The previous week in a monastery around the Black Sea city of Sozopol, Bulgaria, archaeologists excavated an ancient skeleton of a man, reportedly 700-year-old, buried with a metal stake pierced into his heart to likely keep him from changing into vampire.
This week the discovery of the skeleton triggered a spell of vampire-obsession across Europe. Thousands of tourists have already flocked to the churchyard grave site.
According to archeologists, anti-vampirism rituals are behind the discovery, turning this possible vampire and one more discovered at his side into an immediate media and tourist sensation.
According to reports, travel companies have been hit with a rush in "vampire vacations." People of Germany and Britain especially are reportedly showing increased interest in “vampire vacations.” Moreover, several vampire dishes including "vampire steak" and "vampire cocktail" are now part of the menus of restaurants and bars in the small Black Sea resort.
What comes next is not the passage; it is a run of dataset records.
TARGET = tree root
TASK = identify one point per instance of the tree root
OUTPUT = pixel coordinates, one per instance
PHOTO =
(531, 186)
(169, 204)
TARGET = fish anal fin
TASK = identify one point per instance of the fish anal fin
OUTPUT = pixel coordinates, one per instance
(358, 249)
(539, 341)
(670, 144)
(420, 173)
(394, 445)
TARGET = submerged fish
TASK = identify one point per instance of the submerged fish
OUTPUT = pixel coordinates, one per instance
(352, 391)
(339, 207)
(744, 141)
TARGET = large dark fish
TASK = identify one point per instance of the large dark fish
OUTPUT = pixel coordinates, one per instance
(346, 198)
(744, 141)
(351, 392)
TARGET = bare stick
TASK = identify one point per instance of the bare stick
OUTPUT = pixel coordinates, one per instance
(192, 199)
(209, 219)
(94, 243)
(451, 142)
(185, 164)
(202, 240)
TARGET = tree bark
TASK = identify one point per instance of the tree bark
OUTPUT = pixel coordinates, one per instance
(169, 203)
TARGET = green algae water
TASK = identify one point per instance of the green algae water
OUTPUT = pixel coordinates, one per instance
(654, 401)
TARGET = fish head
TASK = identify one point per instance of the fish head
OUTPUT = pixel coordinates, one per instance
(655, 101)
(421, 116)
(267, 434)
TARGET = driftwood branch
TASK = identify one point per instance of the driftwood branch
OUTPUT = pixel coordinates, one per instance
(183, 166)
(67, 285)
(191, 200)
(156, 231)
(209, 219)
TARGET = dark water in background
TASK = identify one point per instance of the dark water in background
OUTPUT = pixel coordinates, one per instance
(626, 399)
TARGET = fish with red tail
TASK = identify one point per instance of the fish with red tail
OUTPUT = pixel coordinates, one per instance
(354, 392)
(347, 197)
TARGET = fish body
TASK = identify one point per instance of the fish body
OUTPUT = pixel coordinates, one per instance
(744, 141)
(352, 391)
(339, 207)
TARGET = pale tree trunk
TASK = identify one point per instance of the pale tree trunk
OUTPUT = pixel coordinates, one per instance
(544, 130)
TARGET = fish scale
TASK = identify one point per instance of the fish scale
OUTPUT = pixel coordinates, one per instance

According to National History Museum head Bozhidar Dimitrov, these people would have been deemed bad in their lives and consequently, in accordance with pagan rituals, could turn into vampires after death. The dead bodies of the men were stabbed where their heart had been and the stomach, as the public of that time feared that they would rise from the dead as vampires.
"To prevent suspected would-be-vampires from turning into vampires, a group of brave men reopened their graves and pierced the corpses with iron or wooden rods. Iron rod was used for the richer vampires," Dimitrov said, according to a report in The Telegraph.
It is pertinent to mention here that as lately as around a hundred years back, Balkan peoples believed that pinning down the corpses of people who they considered immoral would stop them from rising from the dead.
As vampires were supposed to fear water, whole communities in the southeastern Strandzha mountain district shifted to the opposite banks of rivers in a bid to run away from vampires.
“Similar rites were recorded in recent ground studies by ethnology researcher Sashka Bizeranova, who found similarities between the anti-vampirism funeral customs in the villages of northwestern Bulgaria, northeastern Serbia and southern Romania,” according to AFP.